Congresso, refundação e mais do mesmo
Muito bem! Neste domingo, o Estadão publicou uma entrevista do petista Tarso Genro, ex-governador do Rio Grande do Sul e ex-ministro do governo Lula. Afirmou que tanto o partido como os governos petistas chegaram ao fim de um ciclo. Segundo Tarso, que articula uma frente de esquerda — que seria liderada pelo PT, é claro! —, chegou a hora de “refundar” o partido.

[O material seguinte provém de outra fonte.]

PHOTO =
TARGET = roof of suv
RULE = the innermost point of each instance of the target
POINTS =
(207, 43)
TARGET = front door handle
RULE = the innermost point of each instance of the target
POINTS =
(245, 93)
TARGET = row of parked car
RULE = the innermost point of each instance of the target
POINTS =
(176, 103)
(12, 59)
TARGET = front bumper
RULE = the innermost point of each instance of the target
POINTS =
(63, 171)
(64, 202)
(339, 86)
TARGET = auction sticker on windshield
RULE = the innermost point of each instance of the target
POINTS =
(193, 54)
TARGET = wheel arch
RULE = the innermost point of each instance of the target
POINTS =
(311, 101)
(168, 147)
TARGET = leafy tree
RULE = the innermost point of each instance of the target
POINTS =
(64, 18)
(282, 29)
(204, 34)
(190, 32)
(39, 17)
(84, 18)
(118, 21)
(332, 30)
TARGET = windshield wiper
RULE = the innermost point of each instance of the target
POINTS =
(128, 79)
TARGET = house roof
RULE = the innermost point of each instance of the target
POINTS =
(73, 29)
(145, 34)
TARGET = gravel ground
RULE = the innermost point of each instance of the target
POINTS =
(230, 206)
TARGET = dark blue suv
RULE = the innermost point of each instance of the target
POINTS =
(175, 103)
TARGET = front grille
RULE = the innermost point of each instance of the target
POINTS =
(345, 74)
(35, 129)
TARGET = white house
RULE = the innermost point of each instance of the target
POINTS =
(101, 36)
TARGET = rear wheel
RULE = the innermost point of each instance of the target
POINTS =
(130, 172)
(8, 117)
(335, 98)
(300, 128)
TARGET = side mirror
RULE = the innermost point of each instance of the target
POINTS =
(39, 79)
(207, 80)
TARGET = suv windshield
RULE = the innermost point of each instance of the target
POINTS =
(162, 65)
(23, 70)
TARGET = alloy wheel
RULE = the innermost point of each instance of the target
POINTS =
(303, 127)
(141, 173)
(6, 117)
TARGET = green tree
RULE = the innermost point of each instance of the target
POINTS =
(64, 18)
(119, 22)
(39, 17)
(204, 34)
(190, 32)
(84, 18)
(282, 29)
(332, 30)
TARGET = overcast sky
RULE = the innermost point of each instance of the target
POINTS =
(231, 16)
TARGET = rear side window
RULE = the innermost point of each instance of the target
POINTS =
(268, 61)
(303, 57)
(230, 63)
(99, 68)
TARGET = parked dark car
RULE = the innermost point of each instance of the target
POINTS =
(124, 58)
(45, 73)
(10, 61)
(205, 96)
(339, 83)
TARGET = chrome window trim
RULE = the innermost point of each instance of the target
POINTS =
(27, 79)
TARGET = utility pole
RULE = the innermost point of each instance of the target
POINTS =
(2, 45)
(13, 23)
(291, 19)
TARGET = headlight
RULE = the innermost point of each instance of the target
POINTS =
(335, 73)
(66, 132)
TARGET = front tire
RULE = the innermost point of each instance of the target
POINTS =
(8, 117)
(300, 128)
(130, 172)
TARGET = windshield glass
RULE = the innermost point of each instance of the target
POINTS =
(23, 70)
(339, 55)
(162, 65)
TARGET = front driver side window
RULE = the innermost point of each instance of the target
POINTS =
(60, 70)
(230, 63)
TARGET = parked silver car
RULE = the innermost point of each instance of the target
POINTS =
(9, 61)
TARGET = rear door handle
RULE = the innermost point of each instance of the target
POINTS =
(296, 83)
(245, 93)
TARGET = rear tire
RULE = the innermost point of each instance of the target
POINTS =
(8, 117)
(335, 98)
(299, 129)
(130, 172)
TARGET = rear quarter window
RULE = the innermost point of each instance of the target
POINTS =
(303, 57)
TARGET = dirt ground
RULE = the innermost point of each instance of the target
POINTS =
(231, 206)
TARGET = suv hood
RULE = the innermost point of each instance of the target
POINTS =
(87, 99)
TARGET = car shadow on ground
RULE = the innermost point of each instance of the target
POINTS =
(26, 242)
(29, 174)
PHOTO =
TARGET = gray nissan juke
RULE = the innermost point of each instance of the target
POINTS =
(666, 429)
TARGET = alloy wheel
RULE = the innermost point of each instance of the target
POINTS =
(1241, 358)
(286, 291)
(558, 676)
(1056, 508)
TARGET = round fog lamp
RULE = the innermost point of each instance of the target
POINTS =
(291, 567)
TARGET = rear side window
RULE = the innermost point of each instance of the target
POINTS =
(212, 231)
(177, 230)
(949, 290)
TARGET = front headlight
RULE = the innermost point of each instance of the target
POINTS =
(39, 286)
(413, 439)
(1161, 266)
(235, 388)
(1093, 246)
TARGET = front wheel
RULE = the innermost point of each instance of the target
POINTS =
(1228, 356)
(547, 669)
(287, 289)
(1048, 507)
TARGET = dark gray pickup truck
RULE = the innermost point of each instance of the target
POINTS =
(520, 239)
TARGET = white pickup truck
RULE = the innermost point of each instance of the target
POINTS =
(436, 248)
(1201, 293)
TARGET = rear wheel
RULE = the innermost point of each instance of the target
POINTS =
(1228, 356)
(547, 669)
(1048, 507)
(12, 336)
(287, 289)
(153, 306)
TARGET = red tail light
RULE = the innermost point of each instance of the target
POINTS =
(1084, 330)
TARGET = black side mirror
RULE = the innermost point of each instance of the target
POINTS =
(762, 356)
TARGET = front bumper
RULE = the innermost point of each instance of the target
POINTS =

Muito bem! Neste domingo, o Estadão publicou uma entrevista do petista Tarso Genro, ex-governador do Rio Grande do Sul e ex-ministro do governo Lula. Afirmou que tanto o partido como os governos petistas chegaram ao fim de um ciclo. Segundo Tarso, que articula uma frente de esquerda — que seria liderada pelo PT, é claro! —, chegou a hora de “refundar” o partido.
Então tá. A
única coisa chata para quem tem memória é que Tarso fez esse mesmíssimo
discurso, apelando até à mesma palavra — “refundação” — em 2005, por
ocasião da crise do mensalão, quando pareceu que ele iria formar um polo
na legenda para se opor a José Dirceu e companhia.
Pouco
depois, foi desautorizado pelo próprio Lula, que passou a sustentar que
aqueles que acusavam o PT pelos crimes do mensalão eram… “golpistas”,
mesma palavra empregada hoje em dia, e que tudo não passava de uma trama
urdida por reacionários, tendo a mídia monopolizada como organizadora
daquela reação. Não tardou para que o próprio Tarso passasse a
incorporar esse discurso.
Pois bem…
Digamos que o PT tenha chegado ao fim de um ciclo, e os governos
petistas também. Para que algo seja refundado é preciso admitir o erro. O
partido realizou o seu congresso há menos de dois meses, na Bahia,
entre 11 e 14 de junho. Não se ouviu por lá nem sombra de autocrítica. E
a voz que mais reiterou os erros foi justamente Lula, segundo quem os
ataques ao partido decorrem de suas virtudes. Os petistas sustentaram a
tese de que a legenda se tornou alvo dos conservadores porque distribuiu
renda e inseriu os pobres na economia. Ora, por que um partido tão
bonzinho iria mudar alguma coisa?
O próprio
Tarso, ao tentar apontar o caminho dessa refundação, pede a mudança da
política econômica. A julgar pela crítica que faz, quer a volta do
“dilmo-manteguismo” que vigorou entre 2011 e 2014, que contribuiu
justamente para empurrar o país para uma grave crise. Ou por outra:
hoje, o PT se divide entre os que não querem mudar nada e os que querem
mudar para pior.
Um segundo
elemento que empurra o partido ladeira abaixo, dizem os petistas que
ainda conseguem raciocinar em meio ao caos, é o envelhecimento da
legenda — envelhecimento físico mesmo. O PT se desconectou da juventude e
perdeu aquele ar de vanguarda até de costumes que exibiu nos tempos da
oposição. Tornou-se, na expressão do meu interlocutor, “ranzinza,
ranheta, reativo e agressivo”. Ele pondera: “Seria inimaginável, até o
começo dos anos 2000, supor que o PT teria de recorrer à militância paga
para juntar gente, pagar lanchinho…”
O PT
perdeu as ruas. Mas e os movimentos sociais? E um Guilherme Boulos, não é
renovação? Meu interlocutor responde: “O sentimento difuso de mudança e
de progresso social que o PT chegou a encarnar não é substituível por
grupos militantes que, muitas vezes, têm um discurso corporativista, que
é o avesso daquilo que a gente representava”. Ou por outra: houve um
tempo em que a legenda, falando ou não a verdade, tinha um apelo
universalista. Hoje, assemelha-se mais a um grupo de pressão em defesa
de privilégios.
Finalmente,
ele vê um problema conjuntural, mas que pode trazer ainda mais
dificuldades. Diz que, país afora, prefeitos do próprio partido, em
busca da reeleição, estão dispostos a esconder a sigla porque “anda
difícil defender o PT”. Ele também aponta dificuldades para liderar
alianças em cidades importantes. Teme por um brutal encolhimento da
legenda nas eleições municipais.
Finalmente,
pergunto: “Você acha que Lula será candidato?” Diz ele: “Se tiver
juízo, não! Talvez até venha a reunir condições de vencer. Mas acho que o
PT deveria ir para a oposição para sobreviver”.
Alguma chance, indago, de essa avaliação conquistar adeptos na legenda? Ele é sintético, com ar de desconsolo: “Não!”